La « phrase » ne se borne pas aux attentes, elle tente de nommer l’entour, et le rythme binaire peut se doubler en une expansion de quatre adjectifs, « lointaine ou proche, étrangère, intime ». Lorsqu’elle « s’intensifie », c’est que le promeneur pénètre le chemin auditif qui s’offre à lui quand « le bruit des rames froisse l’eau ». Pareil mouvement se retrouve dans la phrase, qui peut aussi se faire minimale (néologisme frontal mimétique : « Immensimmensité »). La double barre oblique, encadrant les points de suspension (/…/) établit l’indicible en ponctuation caduque. C’est La Lugubre Gondole qui se fait entendre, musique funèbre écrite par Franz Liszt sous le coup de la prémonition de la mort de Richard Wagner. 

« Ténèbres.

Ombre glissant dans l’ombre (ombre encre le sillage, moindre renflement d’ombre), longuement jusqu’à perdre, de tout, connaissance. » 

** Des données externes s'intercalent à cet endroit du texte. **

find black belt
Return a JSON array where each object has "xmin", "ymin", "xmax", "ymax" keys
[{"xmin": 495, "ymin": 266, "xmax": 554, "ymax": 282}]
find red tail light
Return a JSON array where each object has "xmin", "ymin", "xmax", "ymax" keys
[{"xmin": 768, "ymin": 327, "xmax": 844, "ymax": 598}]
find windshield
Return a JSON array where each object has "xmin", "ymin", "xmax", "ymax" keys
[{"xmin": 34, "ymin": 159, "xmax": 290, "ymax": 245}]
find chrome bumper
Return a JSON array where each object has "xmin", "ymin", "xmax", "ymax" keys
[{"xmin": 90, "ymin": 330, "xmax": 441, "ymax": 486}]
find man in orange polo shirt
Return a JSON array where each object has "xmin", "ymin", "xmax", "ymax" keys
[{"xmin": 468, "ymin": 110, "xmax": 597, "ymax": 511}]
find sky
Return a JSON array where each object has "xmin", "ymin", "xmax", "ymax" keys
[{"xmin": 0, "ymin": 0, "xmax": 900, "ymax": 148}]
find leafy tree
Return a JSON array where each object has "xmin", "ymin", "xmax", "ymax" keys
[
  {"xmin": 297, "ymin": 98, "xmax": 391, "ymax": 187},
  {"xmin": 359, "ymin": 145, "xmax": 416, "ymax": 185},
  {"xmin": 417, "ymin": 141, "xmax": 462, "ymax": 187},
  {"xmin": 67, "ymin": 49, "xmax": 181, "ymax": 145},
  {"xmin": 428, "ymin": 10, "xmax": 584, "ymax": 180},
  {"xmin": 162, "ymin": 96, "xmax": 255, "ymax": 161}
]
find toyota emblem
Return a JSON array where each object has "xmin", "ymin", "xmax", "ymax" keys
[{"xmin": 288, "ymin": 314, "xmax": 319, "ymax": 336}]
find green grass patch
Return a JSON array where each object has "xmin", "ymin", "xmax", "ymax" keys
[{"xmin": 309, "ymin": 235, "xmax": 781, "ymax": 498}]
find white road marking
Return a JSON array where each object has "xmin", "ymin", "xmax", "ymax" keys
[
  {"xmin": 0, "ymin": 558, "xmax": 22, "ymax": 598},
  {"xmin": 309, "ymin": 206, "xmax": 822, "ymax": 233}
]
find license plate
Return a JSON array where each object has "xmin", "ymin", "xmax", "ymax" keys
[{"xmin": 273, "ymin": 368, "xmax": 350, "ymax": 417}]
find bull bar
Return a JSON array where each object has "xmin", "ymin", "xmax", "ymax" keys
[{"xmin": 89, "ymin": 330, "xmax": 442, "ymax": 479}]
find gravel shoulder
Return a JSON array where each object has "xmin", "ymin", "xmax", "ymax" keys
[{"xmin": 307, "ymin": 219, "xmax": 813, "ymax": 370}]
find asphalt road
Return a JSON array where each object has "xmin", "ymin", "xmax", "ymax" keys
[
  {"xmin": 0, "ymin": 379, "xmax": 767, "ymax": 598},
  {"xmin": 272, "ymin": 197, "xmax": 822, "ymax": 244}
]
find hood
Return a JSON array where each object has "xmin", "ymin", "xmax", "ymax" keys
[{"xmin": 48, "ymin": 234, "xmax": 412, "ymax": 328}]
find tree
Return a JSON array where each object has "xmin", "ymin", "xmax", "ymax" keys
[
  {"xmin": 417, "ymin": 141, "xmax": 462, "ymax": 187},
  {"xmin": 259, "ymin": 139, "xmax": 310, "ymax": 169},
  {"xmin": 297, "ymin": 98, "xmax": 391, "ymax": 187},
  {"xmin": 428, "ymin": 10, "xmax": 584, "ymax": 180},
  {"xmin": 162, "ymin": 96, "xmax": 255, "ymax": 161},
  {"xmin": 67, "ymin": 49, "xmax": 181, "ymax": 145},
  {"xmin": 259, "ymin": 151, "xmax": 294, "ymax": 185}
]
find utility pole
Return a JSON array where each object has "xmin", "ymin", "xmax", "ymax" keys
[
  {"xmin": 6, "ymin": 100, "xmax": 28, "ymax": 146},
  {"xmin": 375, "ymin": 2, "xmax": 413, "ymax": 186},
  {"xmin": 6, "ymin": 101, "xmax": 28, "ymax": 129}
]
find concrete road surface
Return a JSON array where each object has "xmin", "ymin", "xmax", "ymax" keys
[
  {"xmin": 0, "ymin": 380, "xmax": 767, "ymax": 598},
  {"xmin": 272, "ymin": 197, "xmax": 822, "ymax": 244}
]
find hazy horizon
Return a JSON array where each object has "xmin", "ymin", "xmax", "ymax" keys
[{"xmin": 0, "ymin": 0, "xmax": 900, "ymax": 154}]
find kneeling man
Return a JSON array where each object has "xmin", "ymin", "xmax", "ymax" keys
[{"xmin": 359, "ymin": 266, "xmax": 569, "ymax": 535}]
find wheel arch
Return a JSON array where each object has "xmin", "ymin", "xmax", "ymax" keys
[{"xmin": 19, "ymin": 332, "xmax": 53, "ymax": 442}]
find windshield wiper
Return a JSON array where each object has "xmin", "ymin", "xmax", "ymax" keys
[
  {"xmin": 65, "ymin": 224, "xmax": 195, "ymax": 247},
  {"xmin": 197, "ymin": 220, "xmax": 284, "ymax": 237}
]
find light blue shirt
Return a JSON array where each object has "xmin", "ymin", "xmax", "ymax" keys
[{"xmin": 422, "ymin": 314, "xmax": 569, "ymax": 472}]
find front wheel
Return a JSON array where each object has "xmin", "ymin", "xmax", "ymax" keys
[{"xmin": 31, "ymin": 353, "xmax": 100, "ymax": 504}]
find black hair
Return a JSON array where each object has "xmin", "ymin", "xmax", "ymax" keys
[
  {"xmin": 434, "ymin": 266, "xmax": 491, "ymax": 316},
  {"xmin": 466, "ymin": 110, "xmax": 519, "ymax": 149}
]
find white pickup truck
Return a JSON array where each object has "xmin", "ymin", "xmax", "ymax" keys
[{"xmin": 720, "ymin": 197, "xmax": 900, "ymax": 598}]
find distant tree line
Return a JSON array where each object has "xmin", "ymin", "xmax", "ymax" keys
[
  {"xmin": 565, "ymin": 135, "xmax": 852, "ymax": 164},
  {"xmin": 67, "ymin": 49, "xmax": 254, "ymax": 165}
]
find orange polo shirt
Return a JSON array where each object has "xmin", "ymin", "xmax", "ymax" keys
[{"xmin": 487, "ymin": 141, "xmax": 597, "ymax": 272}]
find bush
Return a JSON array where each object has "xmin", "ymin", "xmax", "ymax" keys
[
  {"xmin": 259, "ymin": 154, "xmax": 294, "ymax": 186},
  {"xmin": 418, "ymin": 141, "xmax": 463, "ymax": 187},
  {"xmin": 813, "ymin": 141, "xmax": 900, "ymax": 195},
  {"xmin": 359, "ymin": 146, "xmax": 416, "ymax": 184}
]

Les tirets, les parenthèses, les italiques résistent au cours du poème, comme rochers au milieu de la rivière.

« Bloc de granit, blockhaus datant de l’autre guerre, sépulcre, engin de guerre aveugle à l’abandon. » Près du terme daté, « blockhaus », l’autre l’emporte vers un sens qui demeure, « sépulcre », temps du mythe initié. Il enferme les corps, les garde. Ou bien il porte l’innommé « trapu, massif », pétrification en cours de « l’un de nous » (titre d’un poème) mêlé à « l’écho de sa voix » ou de « nos propres voix », paralysant tout mouvement (toute parole restée là ne pouvant s’élever). La lumière, si fragile, « guirlande » immatérielle, ne peut percer ce qui n’est pas / ce qui est pourtant : 

« Forêt, soit catafalque dressé avant l’arrivée de la nuit. » 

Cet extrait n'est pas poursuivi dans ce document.